The publicity being given today to the troubling case of Liam Allan - the young man acquitted of rape following mismanaged disclosure - is to be celebrated. It is, however, by no means an isolated case: lawyers who act for defendants facing criminal charges (particularly in cases involving sexual offences or those arising from relationship break-ups) have long been concerned at the disinterest shown by the police and prosecution in properly considering mobile phone and social media material.

In the last year alone, we have successfully represented several clients where material obtained only after repeated requests to the police or CPS (or more worrying still as a result of us resorting to conducting our own investigations) led to acquittals. In one of these cases, the trial judge commented that it was “the tenacity of the defence that led to the uncovering of material that was crucial”.

All very gratifying of course. But it ought to be axiomatic to a proper system of criminal justice that where the state brings a prosecution against a private individual, and has in its possession material suggestive (and sometimes far more than that) of innocence, that material should be considered by the police and prosecution and – if in the light of that consideration a decision to proceed is taken - disclosed to the defence. As matters currently stand, however, it is too often left to the defence to fight for disclosure obligations to be met. In a landscape of ever-shrinking legal aid (which would not, for example, cover many of the enquiries we typically conduct), it is simply not possible for many defendants to have a fair trial.

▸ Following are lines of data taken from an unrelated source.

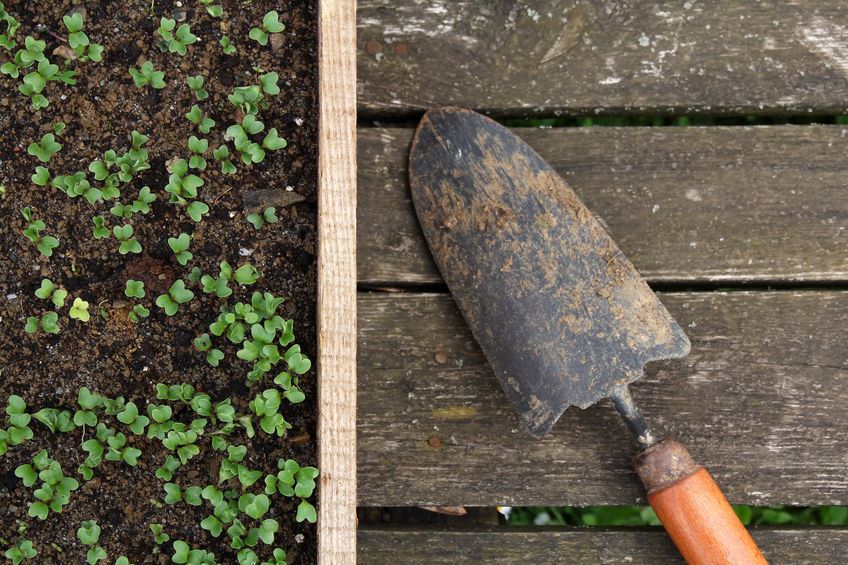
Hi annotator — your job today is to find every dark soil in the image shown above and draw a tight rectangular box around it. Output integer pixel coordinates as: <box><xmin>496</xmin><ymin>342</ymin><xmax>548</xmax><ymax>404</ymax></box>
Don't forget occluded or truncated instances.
<box><xmin>0</xmin><ymin>0</ymin><xmax>317</xmax><ymax>564</ymax></box>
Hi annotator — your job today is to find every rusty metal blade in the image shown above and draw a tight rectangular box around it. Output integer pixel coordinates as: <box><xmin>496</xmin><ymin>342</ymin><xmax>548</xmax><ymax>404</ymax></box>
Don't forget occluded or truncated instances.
<box><xmin>409</xmin><ymin>108</ymin><xmax>689</xmax><ymax>437</ymax></box>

Almost as troubling as the tendency to neglect disclosure obligations is the extreme reluctance of prosecuting authorities to properly review cases – and abandon them - when material which eventually comes to light casts matters in a starkly different light. It seems inappropriate to describe Mr Allan as “lucky”, but at least in his case a diligent prosecuting barrister decided to offer no evidence and no trial took place. Sadly, far more common is a shoulder-shrugging, “let the jury decide” approach from the CPS in circumstances where it is clear no realistic prospect of prosecution exists (the test to be applied when bringing a criminal case). It is hard to escape the conclusion that the drive to “speak for victims” means that unmeritorious cases are prosecuted, carrying with them the very real risk of miscarriages of justice.

One can only hope – though with little optimism – that the investigations now underway by both the police and the CPS might herald the start of a culture change and a recognition that the best way to achieve public faith in the criminal justice system is to ensure it is fair and just for all.